I knew I should have paid for a stronger lock on that paddock.
He called me an angel but I’m pretty sure he meant angle because I’m always right.
[I see a bug outside] Nature is marvelous
[I see a bug inside] This must be the deliverer of my death
I’m not surprised I woke up with a mannequin after too much to drink. I am surprised though that I used a condom
Don’t be sad dirty dishes, nobody’s doing me either.
To all the boys I didn’t really like but then realized they liked me so I started liking them and then they stopped liking me so it made me like them more.
Melted butter is an essential oil, right?…..right??
When you’re stupid, you trust your child with an alarm clock
Ever notice how a piece of lint on a sheet can look like a scary insect?
Unrelated, is anyone selling a mattress? Mine is on fire.

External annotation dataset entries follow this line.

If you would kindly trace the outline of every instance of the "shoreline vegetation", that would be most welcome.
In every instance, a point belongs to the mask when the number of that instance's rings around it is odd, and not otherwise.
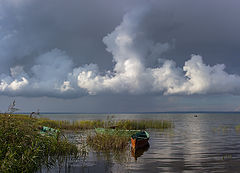
[[[59,130],[57,135],[43,135],[39,127]],[[114,127],[116,133],[99,134],[93,129]],[[168,129],[165,120],[84,120],[59,121],[28,115],[0,114],[0,172],[36,172],[42,166],[51,168],[63,157],[78,158],[84,149],[70,142],[65,132],[89,131],[86,144],[95,151],[119,151],[129,145],[129,135],[121,130]]]

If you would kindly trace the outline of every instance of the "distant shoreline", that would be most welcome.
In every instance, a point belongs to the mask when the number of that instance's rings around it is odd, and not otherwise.
[[[16,114],[30,114],[31,112],[17,112]],[[40,114],[239,114],[240,111],[169,111],[169,112],[40,112]]]

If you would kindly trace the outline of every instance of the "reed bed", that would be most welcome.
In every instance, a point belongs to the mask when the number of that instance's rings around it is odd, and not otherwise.
[[[173,127],[173,123],[167,120],[120,120],[115,125],[119,129],[125,130],[145,130],[145,129],[168,129]]]
[[[94,128],[116,127],[124,130],[144,130],[144,129],[168,129],[173,127],[173,123],[167,120],[49,120],[40,118],[37,120],[38,125],[49,126],[62,130],[88,130]]]
[[[129,145],[129,136],[96,133],[87,137],[87,144],[96,151],[121,151]]]
[[[41,135],[36,119],[0,114],[0,172],[35,172],[70,155],[77,157],[77,147],[59,136]]]

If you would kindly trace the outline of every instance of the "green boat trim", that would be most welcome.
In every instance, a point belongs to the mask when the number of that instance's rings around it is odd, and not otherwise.
[[[146,131],[140,131],[131,136],[133,139],[149,139],[149,134]]]
[[[40,127],[40,134],[42,135],[50,135],[50,136],[57,136],[60,133],[60,130],[47,127],[47,126],[42,126]]]

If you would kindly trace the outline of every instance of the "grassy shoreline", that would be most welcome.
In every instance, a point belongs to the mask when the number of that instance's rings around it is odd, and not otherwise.
[[[81,149],[62,137],[42,135],[39,126],[76,132],[115,126],[116,130],[167,129],[173,124],[165,120],[85,120],[57,121],[30,118],[28,115],[0,114],[0,172],[35,172],[41,166],[51,167],[62,157],[79,157]],[[129,136],[88,134],[87,145],[93,150],[122,150],[129,144]]]

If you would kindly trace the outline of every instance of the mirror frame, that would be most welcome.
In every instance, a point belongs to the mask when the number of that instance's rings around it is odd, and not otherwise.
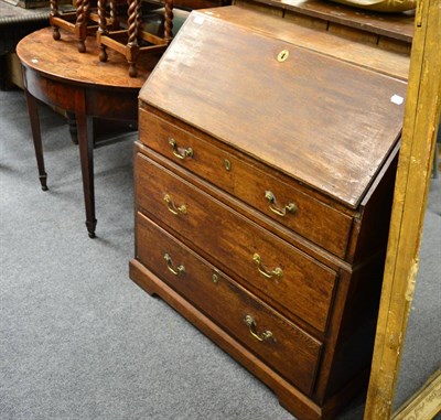
[[[364,420],[430,420],[441,410],[441,369],[391,413],[413,299],[441,108],[441,0],[419,0],[389,240]]]

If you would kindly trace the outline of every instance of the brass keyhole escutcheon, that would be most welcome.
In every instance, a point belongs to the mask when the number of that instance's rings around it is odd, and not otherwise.
[[[279,53],[279,55],[277,56],[277,61],[279,63],[283,63],[288,57],[289,57],[289,51],[288,50],[282,50]]]

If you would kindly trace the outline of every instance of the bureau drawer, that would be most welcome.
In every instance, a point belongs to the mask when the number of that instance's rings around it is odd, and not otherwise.
[[[141,153],[137,206],[287,316],[325,331],[336,273]]]
[[[322,344],[215,269],[153,222],[137,214],[137,258],[305,394]]]
[[[352,217],[153,114],[139,118],[141,142],[344,258]]]

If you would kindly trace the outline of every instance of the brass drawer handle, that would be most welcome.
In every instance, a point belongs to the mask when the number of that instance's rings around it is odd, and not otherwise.
[[[278,208],[276,206],[276,196],[270,191],[265,192],[265,198],[269,201],[269,209],[279,216],[286,216],[287,212],[291,214],[294,214],[297,212],[297,205],[294,203],[288,203],[284,207]]]
[[[180,152],[180,148],[178,147],[176,140],[170,138],[169,139],[169,144],[172,148],[173,154],[178,159],[185,159],[185,158],[192,158],[193,157],[193,149],[192,148],[186,148],[186,149],[181,149],[183,152]]]
[[[173,268],[173,261],[172,257],[169,256],[169,254],[164,254],[164,260],[166,262],[166,268],[174,274],[174,276],[180,276],[185,273],[185,267],[184,266],[178,266],[175,269]]]
[[[166,208],[169,208],[169,211],[171,213],[173,213],[174,215],[179,215],[179,214],[185,214],[186,213],[186,207],[184,204],[181,204],[180,206],[175,206],[175,204],[173,203],[172,197],[169,194],[164,195],[164,202],[166,203]]]
[[[249,333],[259,342],[265,342],[267,340],[275,340],[272,333],[270,331],[263,331],[262,333],[257,332],[257,324],[255,319],[251,315],[245,316],[245,323],[248,325]]]
[[[258,254],[255,254],[252,256],[252,261],[257,263],[257,269],[259,270],[260,274],[266,277],[267,279],[272,279],[273,277],[277,277],[278,279],[281,279],[283,276],[283,270],[280,267],[276,267],[272,270],[268,270],[265,268],[261,257]]]

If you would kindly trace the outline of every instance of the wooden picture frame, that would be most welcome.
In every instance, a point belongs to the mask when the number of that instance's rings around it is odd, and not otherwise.
[[[441,370],[391,413],[413,299],[418,255],[441,107],[441,0],[419,0],[401,150],[364,420],[432,419],[441,410]]]

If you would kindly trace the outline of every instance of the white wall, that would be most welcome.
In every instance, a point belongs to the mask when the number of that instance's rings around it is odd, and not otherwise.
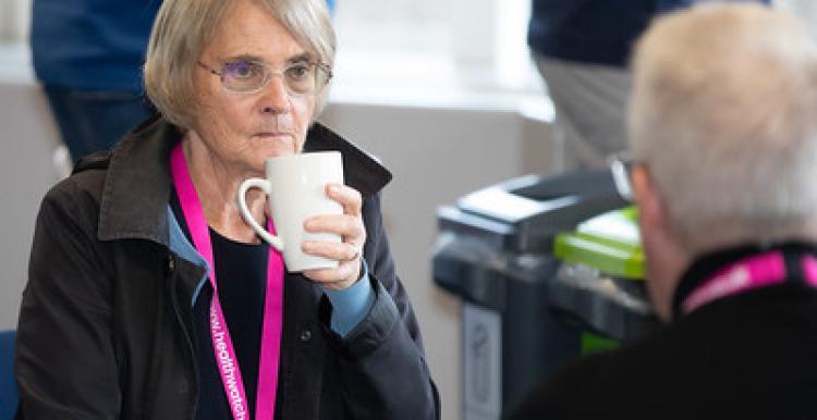
[[[0,45],[0,330],[16,325],[37,209],[58,178],[57,129],[28,61],[24,46]]]

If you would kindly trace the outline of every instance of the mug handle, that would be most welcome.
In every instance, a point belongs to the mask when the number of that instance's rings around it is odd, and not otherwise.
[[[249,224],[249,227],[252,227],[253,231],[255,231],[255,233],[257,233],[258,236],[261,237],[261,239],[268,242],[269,245],[272,245],[276,249],[282,252],[283,240],[281,240],[280,237],[267,232],[267,230],[261,227],[261,225],[259,225],[258,222],[255,221],[253,215],[249,214],[249,209],[247,208],[246,201],[246,195],[249,188],[258,188],[267,194],[267,196],[269,196],[271,189],[269,186],[269,182],[263,178],[249,178],[241,183],[241,186],[239,187],[239,208],[241,209],[241,215],[244,217],[244,221]]]

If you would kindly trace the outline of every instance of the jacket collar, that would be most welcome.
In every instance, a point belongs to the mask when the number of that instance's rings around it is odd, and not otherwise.
[[[108,169],[100,198],[100,240],[148,239],[168,246],[169,157],[181,138],[179,127],[154,116],[125,136],[110,153],[80,162],[74,172]],[[345,183],[361,192],[364,199],[391,181],[391,173],[375,158],[324,125],[315,123],[306,138],[305,151],[341,152]]]

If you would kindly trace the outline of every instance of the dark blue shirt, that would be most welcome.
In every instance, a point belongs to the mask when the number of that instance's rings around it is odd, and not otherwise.
[[[588,64],[625,66],[633,44],[654,16],[695,2],[533,0],[527,41],[540,55]]]
[[[88,90],[141,92],[142,65],[161,0],[34,0],[37,78]]]

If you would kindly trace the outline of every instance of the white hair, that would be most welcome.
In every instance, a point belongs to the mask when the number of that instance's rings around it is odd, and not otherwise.
[[[632,151],[687,247],[817,224],[817,49],[794,17],[747,3],[672,13],[633,69]]]

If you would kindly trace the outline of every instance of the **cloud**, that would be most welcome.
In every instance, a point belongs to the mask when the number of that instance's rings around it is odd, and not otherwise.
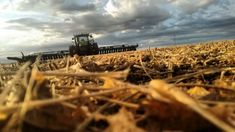
[[[174,0],[171,1],[171,3],[183,13],[190,15],[197,12],[198,10],[207,9],[211,5],[219,3],[221,4],[222,1],[227,0]]]
[[[94,11],[95,4],[79,4],[75,0],[22,0],[18,4],[19,10],[40,11],[52,10],[54,13],[76,13]]]

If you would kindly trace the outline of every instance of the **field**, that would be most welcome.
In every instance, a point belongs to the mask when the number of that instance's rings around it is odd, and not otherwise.
[[[1,131],[235,131],[235,40],[0,67]]]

Coworker: What a crazy weekend!
Me: *takes a knee*
CW: What are you doing?
M: Protesting this conversation.
My mom used a fire extinguisher on a portobello she was broiling for a sandwich that got too close to the flame. Took it out of the oven, but an hour later forgot about the fire, made the sandwich, ate it, panicked + called. The guy was laughing so hard he couldn’t answer her. 😂
That face-melting Nazi guy in ‘Raiders of the Lost Ark’ but it’s just my makeup the second I step outside in the summer.
When the store clerk says “I’ll leave this out for you” and sets it to the side, that’s code for “here, let me help you forget this.”
When jogging, if i get tired, I insult the people i pass in my head & then imagine having to get away as they chase me…
Interviewer: How do you define success?
Me: Being able to buy bacon when it’s not on sale.